Tired of getting injured

@wally1648 You heels look like they're lifting a bit, especially in the first few rep. Maybe that's why you feel imbalanced?

Also, have you tried not going so low? Obviously great if you have that range of mobility but you don't necessarily have to go ATG on the heavier squats.
 
@borisv No, I think those are just my bad shoes (spongy ). I felt stable with good tension through my heels and toes. If I look forward that's where the mirror is, and I start over-analizying everything about the movement and feel imbalanced / lose focus.
 
@wally1648 If you're questionable on your bracing technique I'd suggest a good belt. It's a great cue to concentrate on bracing/valsalva for me, plus it gives me the confidence imagining I have a steel collar around my waist, which for the mental game is a win.
 
@wally1648 it hard to tell from the angle, but it's possible that you have side-to-side imbalances as well as not bracing properly like others have said.

look up mcgill's big 3 on youtube, and do those a couple times a day and as a warmup. i've also been doing banded squats as a warmup in addition, it's helped me a lot.

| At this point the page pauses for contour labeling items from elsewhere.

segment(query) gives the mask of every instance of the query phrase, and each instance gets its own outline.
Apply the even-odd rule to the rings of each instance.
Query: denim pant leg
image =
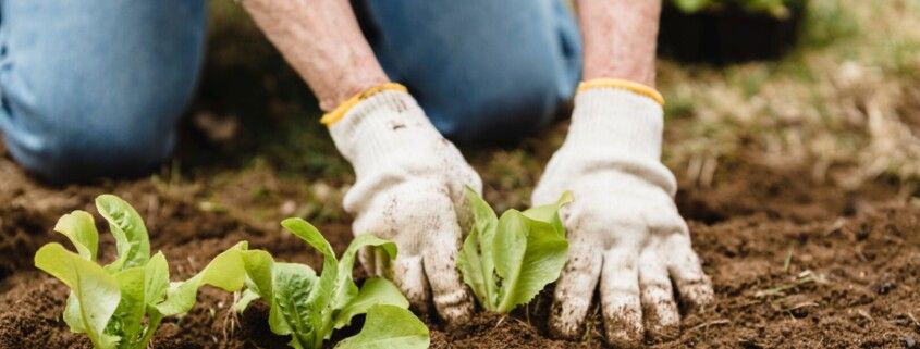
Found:
[[[204,0],[0,0],[0,132],[51,182],[165,160],[193,96]]]
[[[365,1],[363,25],[390,78],[454,140],[531,134],[580,79],[578,27],[562,0]]]

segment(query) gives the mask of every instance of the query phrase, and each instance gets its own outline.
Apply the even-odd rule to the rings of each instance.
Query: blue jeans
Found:
[[[380,0],[363,26],[393,80],[461,141],[545,125],[580,76],[560,0]],[[0,132],[51,182],[139,175],[167,160],[200,70],[201,0],[0,0]]]

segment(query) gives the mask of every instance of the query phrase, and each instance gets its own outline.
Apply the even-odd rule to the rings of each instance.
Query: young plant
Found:
[[[269,306],[269,326],[278,335],[291,336],[297,349],[319,349],[332,332],[367,313],[364,328],[335,348],[428,348],[428,328],[408,308],[400,289],[383,278],[369,278],[360,289],[352,279],[355,254],[365,247],[379,248],[391,258],[396,245],[372,235],[357,236],[342,260],[316,227],[300,219],[287,219],[284,228],[322,253],[322,273],[307,265],[275,262],[266,251],[242,251],[246,290],[236,309],[243,311],[261,298]]]
[[[511,312],[559,278],[568,257],[559,209],[572,201],[572,194],[524,212],[507,210],[501,219],[473,189],[466,188],[466,197],[474,224],[457,267],[482,308]]]
[[[137,211],[112,195],[96,198],[96,208],[115,237],[115,261],[105,266],[96,261],[99,233],[85,211],[65,214],[54,226],[77,253],[48,244],[35,254],[35,266],[71,288],[64,322],[71,331],[86,334],[94,348],[147,348],[163,317],[192,309],[201,285],[243,287],[245,278],[233,271],[243,270],[238,253],[246,249],[245,241],[219,254],[194,277],[170,283],[163,253],[150,257],[147,228]]]

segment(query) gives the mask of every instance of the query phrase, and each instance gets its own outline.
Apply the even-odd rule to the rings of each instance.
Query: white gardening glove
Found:
[[[366,95],[329,126],[357,177],[344,207],[355,234],[392,240],[398,255],[387,263],[365,250],[361,263],[391,277],[416,310],[427,313],[433,300],[449,323],[463,322],[473,297],[456,269],[458,221],[468,221],[464,186],[481,192],[482,180],[404,88]]]
[[[582,84],[566,140],[533,191],[535,205],[574,194],[562,209],[571,247],[550,319],[557,336],[580,335],[598,282],[605,335],[617,348],[677,334],[672,282],[691,308],[713,297],[673,201],[674,175],[659,160],[659,101],[628,82]]]

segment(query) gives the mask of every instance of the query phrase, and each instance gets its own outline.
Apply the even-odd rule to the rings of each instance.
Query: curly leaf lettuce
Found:
[[[405,336],[414,337],[391,341],[395,345],[392,348],[428,347],[428,329],[406,310],[408,301],[395,285],[383,278],[369,278],[359,288],[352,279],[359,249],[379,248],[393,259],[396,255],[395,244],[360,235],[339,260],[322,234],[306,221],[289,219],[281,225],[323,255],[322,273],[317,275],[304,264],[275,262],[265,251],[242,251],[247,277],[246,289],[235,304],[237,311],[261,299],[269,306],[271,331],[278,335],[290,335],[289,345],[297,349],[322,348],[333,331],[349,325],[354,316],[365,313],[368,317],[364,329],[336,348],[383,348],[372,342],[383,344],[387,338]],[[419,324],[424,331],[418,328]]]
[[[102,266],[96,261],[99,233],[93,215],[84,211],[63,215],[54,226],[76,253],[48,244],[35,254],[35,266],[70,287],[64,322],[71,331],[86,334],[94,348],[147,348],[164,316],[192,309],[200,286],[243,287],[241,251],[246,242],[219,254],[191,279],[170,284],[165,257],[162,252],[150,257],[147,228],[137,211],[111,195],[97,198],[96,205],[115,237],[114,262]]]

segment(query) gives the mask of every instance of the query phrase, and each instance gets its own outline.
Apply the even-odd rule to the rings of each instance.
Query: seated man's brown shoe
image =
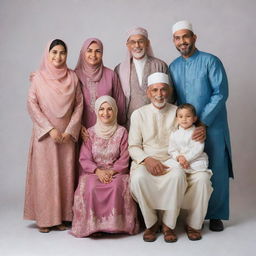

dont get discouraged by injuries. you gotta train your core and get the technique right. i know it sucks, but you'll be stronger for it.
 
@wally1648 Watching the video again, it does look like you're butt winking a bit.

This can be a sign that you're not bracing properly and your trunk is losing rigidity at the bottom.

Good video covering it:
 
@wally1648 If you did everything suggested here you'd spend 2h stretching and warming up.

Try this :


+ 1-2x20-30 second paused goblet squats

As to warm ups, start light, like with 1 plate and keep adding plates or half plates till you get to your working sets. Do sets of 5-10. I always do 5 but there are lots of 10 rep Nazis you don't want to offend.

As to bracing, there are some diaphragmic breathing exercises on Youtube which I always feel helps with bracing.

As to rehabbing your back, see a good physio and do their exercises. Good ones will do some sort of adjustment massage and find an exercise that will find immediate relief. Bad ones just send you with a couple exercises you could have found on Youtube.